Grass-fed, organic bones are the best bones to use for bone broth because those cows are on the pasture, eating what is natural to their diet and therefore, they supply you with the most nutrient-dense meat and bones you can find.
Making sure your bones come from organic and grass-fed cows means that the food they eat isn’t sprayed with herbicides that have glyphosate in them, which may cause cancer (44). The glyphosate in the Roundup herbicide accumulates mostly in our collagen because the body can actually use glyphosate (in place of glycine) as a building block for collagen (45). It’s true— “you are what you eat eats” -Michael Pollan.
How do you make the best and easiest bone broth?
Bone broth is the foundation of many traditional and beloved Persian dishes. And the same few ingredients go into the preparation of these bone broths: Meaty bones, plenty of chopped onion, turmeric powder, and some salt and pepper. That’s literally IT. It’s amazing how when you pick the right ingredients, you realize you don’t need or even want to add any more because it just confuses the flavor and dilutes it. With this simple recipe for the best bone broth, these few ingredients really let the bone broth SHIIIIIIINE! Each ingredient plays a vital role in this broth that cannot be replaced.
With this recipe for the best bone broth, you’ll end up with a rich, yet delicate, golden broth that is really addicting because it’s so extremely flavorful.
You can obviously add any other veggies or herbs you like to the pot to increase electrolytes, but they honestly don’t add any further flavor.

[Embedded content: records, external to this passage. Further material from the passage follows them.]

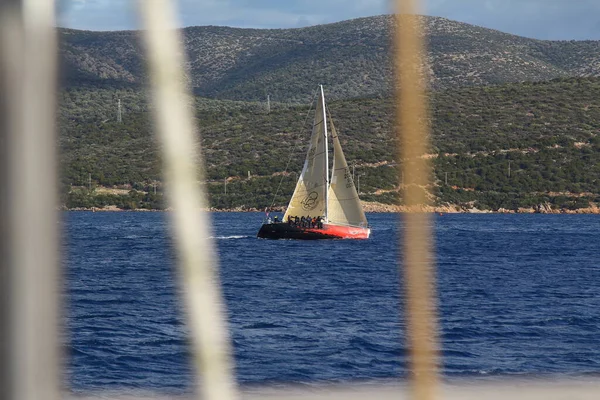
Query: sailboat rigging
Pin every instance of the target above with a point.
(322, 207)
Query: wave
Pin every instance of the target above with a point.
(230, 237)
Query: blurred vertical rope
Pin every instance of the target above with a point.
(28, 219)
(412, 117)
(175, 124)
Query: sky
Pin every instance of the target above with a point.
(540, 19)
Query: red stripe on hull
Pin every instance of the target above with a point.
(329, 231)
(344, 232)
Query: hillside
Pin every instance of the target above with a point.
(508, 146)
(352, 58)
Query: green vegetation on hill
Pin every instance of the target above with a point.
(547, 134)
(352, 58)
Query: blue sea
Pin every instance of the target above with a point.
(519, 295)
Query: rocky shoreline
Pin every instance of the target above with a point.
(372, 207)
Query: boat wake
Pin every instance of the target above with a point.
(230, 237)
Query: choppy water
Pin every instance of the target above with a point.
(519, 295)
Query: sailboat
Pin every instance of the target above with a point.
(322, 207)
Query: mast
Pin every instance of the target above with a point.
(326, 152)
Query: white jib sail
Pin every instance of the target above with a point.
(309, 196)
(344, 206)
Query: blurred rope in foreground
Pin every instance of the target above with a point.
(29, 267)
(419, 286)
(191, 225)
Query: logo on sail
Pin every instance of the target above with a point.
(310, 201)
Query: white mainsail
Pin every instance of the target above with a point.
(310, 195)
(344, 206)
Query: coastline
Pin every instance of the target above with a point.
(372, 207)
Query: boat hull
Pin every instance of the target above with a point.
(329, 231)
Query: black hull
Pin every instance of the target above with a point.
(287, 231)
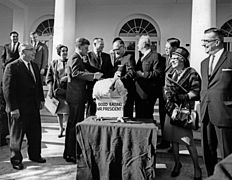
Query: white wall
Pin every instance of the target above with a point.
(101, 21)
(6, 18)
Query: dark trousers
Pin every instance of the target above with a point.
(213, 137)
(91, 107)
(76, 114)
(29, 124)
(144, 108)
(162, 115)
(129, 105)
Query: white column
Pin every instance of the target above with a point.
(64, 25)
(20, 23)
(203, 17)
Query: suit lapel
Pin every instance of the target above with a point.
(205, 71)
(26, 70)
(146, 57)
(218, 65)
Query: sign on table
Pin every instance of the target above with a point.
(110, 107)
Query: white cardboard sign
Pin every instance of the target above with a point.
(110, 107)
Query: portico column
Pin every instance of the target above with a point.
(20, 23)
(203, 17)
(64, 25)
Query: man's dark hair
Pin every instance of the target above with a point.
(118, 39)
(59, 47)
(217, 32)
(174, 42)
(34, 32)
(81, 42)
(14, 32)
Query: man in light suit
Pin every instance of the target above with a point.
(24, 97)
(76, 95)
(216, 99)
(10, 51)
(126, 73)
(149, 76)
(41, 56)
(101, 62)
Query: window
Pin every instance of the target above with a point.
(133, 29)
(227, 29)
(46, 28)
(136, 27)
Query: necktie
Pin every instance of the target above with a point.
(99, 59)
(212, 57)
(30, 71)
(13, 47)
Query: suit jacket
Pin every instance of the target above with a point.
(153, 68)
(105, 66)
(76, 89)
(216, 92)
(9, 55)
(41, 56)
(127, 75)
(19, 88)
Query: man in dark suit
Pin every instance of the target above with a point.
(125, 73)
(24, 97)
(76, 95)
(171, 45)
(149, 79)
(41, 56)
(216, 99)
(100, 62)
(10, 51)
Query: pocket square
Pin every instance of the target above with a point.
(227, 69)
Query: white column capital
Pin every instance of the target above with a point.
(64, 24)
(203, 17)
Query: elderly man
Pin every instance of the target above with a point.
(76, 94)
(24, 97)
(41, 56)
(127, 63)
(216, 96)
(149, 79)
(10, 51)
(99, 61)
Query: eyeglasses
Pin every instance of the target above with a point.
(118, 48)
(208, 40)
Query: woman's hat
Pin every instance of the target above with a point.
(181, 51)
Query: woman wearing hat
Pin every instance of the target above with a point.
(57, 78)
(189, 79)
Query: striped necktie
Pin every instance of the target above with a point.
(212, 57)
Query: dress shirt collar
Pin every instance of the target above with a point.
(26, 63)
(216, 58)
(145, 54)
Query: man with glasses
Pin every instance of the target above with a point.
(100, 62)
(149, 79)
(10, 51)
(124, 64)
(216, 98)
(23, 92)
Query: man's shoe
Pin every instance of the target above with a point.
(70, 159)
(18, 166)
(176, 170)
(163, 145)
(39, 160)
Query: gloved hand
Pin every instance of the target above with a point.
(182, 97)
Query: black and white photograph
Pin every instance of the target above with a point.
(115, 90)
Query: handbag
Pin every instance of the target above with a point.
(59, 88)
(140, 91)
(51, 104)
(185, 117)
(60, 93)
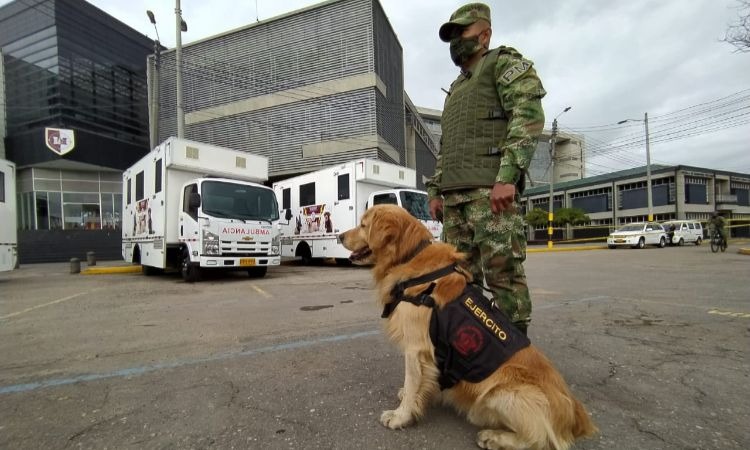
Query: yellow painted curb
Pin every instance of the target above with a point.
(110, 270)
(566, 249)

Some people add a tablespoon of vinegar to the pot to help extract more calcium from the bones, but I personally don’t want to get more calcium than necessary, as I don’t believe it to be particularly healthy. The process of cooking the bones for a long time already leeches plenty of calcium from the bones and if you drink bone broth regularly, it’s important to consider this.
In addition, vinegar is not added to any traditional Persian bone broths and I always err on the side of ancestral knowledge when it comes to nutrition and health, as the science usually ends up corroborating tradition.
So this is how it’s done:
- Add onions, meaty/cartilaginous bones, turmeric, sea salt, and black pepper to a large pot. Add enough water to just cover the bones and bring it to a boil. Once boiled, skim the scum that may have risen to the top. This is optional but some believe it to be helpful in keeping the taste pure. Sometimes I do it and sometimes I don’t. Totally up to you.

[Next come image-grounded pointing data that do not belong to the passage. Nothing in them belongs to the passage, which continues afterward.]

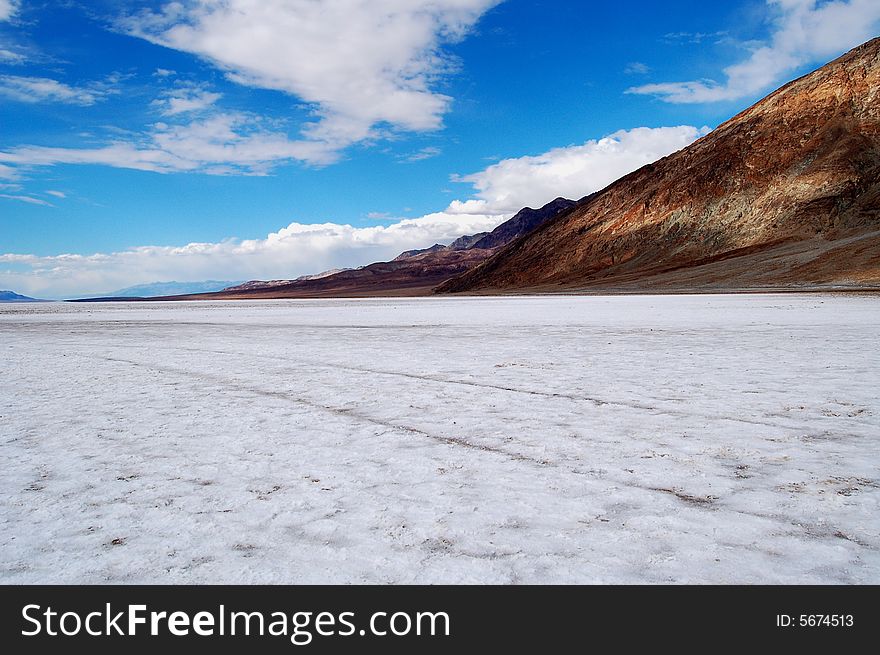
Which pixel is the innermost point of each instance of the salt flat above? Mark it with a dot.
(456, 440)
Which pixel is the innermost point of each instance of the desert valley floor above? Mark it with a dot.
(507, 440)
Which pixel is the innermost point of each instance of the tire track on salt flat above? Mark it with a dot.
(704, 504)
(337, 411)
(598, 402)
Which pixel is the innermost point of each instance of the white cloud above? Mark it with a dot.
(421, 155)
(572, 171)
(299, 249)
(186, 99)
(805, 31)
(8, 9)
(42, 89)
(221, 144)
(10, 57)
(636, 68)
(292, 251)
(26, 199)
(361, 63)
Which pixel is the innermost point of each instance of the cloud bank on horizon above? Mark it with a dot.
(362, 72)
(300, 249)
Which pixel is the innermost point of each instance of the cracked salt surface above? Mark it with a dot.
(507, 440)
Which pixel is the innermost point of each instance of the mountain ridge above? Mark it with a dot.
(790, 183)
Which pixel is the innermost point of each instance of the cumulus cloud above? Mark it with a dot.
(186, 99)
(42, 89)
(572, 171)
(805, 31)
(8, 9)
(292, 251)
(360, 63)
(299, 249)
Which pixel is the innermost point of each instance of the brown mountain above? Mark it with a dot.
(412, 273)
(785, 194)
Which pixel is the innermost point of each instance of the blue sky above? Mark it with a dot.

2. If you’re using a pressure cooker like an InstantPot, put it on the pressure cooker setting on high for 3 hours and allow the pressure to naturally release when it’s done.

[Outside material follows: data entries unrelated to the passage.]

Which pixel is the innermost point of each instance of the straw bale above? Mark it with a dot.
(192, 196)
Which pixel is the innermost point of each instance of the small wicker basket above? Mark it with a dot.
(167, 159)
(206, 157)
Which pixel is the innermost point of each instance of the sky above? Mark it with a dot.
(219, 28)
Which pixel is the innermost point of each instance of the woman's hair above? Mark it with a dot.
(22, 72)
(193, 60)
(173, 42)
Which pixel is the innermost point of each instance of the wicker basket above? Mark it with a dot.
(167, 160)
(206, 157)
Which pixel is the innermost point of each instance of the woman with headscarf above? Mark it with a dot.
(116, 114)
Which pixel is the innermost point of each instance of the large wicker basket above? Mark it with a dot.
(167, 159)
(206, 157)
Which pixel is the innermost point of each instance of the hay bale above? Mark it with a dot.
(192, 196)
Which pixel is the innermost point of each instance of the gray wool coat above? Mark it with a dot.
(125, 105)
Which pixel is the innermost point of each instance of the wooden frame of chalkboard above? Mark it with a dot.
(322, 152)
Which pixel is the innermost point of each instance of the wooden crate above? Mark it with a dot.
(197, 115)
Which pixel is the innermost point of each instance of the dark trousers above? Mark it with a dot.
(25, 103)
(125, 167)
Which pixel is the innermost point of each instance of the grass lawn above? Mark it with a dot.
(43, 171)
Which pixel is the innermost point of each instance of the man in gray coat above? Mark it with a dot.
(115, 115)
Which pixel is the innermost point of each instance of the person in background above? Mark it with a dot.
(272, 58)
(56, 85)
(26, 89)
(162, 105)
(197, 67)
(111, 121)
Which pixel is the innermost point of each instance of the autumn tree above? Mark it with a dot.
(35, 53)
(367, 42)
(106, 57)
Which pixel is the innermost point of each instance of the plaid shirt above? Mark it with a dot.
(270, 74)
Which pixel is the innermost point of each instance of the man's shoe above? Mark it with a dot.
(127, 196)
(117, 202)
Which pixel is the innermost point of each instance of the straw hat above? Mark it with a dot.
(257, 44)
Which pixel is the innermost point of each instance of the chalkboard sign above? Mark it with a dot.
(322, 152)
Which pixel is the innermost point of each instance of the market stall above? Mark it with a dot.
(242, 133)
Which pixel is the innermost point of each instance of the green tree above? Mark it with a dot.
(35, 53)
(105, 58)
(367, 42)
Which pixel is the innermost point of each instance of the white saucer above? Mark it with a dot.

If using a regular pot over the stove, let it simmer for 12-16 hours.
If using a slow-cooker, let it simmer for 12-16 hours.
3. Once it’s done, just strain it and you’ve got yourself the healthiest, tastiest, and definitely the EASIEST bone broth in the world.
The BEST (and Most Simple) Bone Broth Recipe + Bone Broth Benefits
- 2 onions, chopped if very large, use only 1
- 3-4 pounds beef bones that have cartilage and some meat on them i.e. knuckle bones, shank bones, oxtail, rib bones, femur bones
- 1 tablespoon turmeric powder
- 1 tablespoon sea salt
- 1 teaspoon black pepper
- Add all ingredients to a large pot (or pressure cooker) and add enough water to just cover the bones. Let it boil and once it boils, turn it off so you can skim any scum that may have surfaced. (This is optional but some believe it to be helpful in keeping the taste pure. Sometimes I do it and sometimes I don't. Totally up to you.)
- If using pressure cooker like InstantPot, put it on the pressure cooker setting on high for 3 hours and allow the pressure to naturally release when it's done. If using a regular pot over the stove, let it simmer for 12-16 hours.If using a slow-cooker, let it simmer for 12-16 hours.
- Strain the cooked broth to keep the liquid gold you've just made.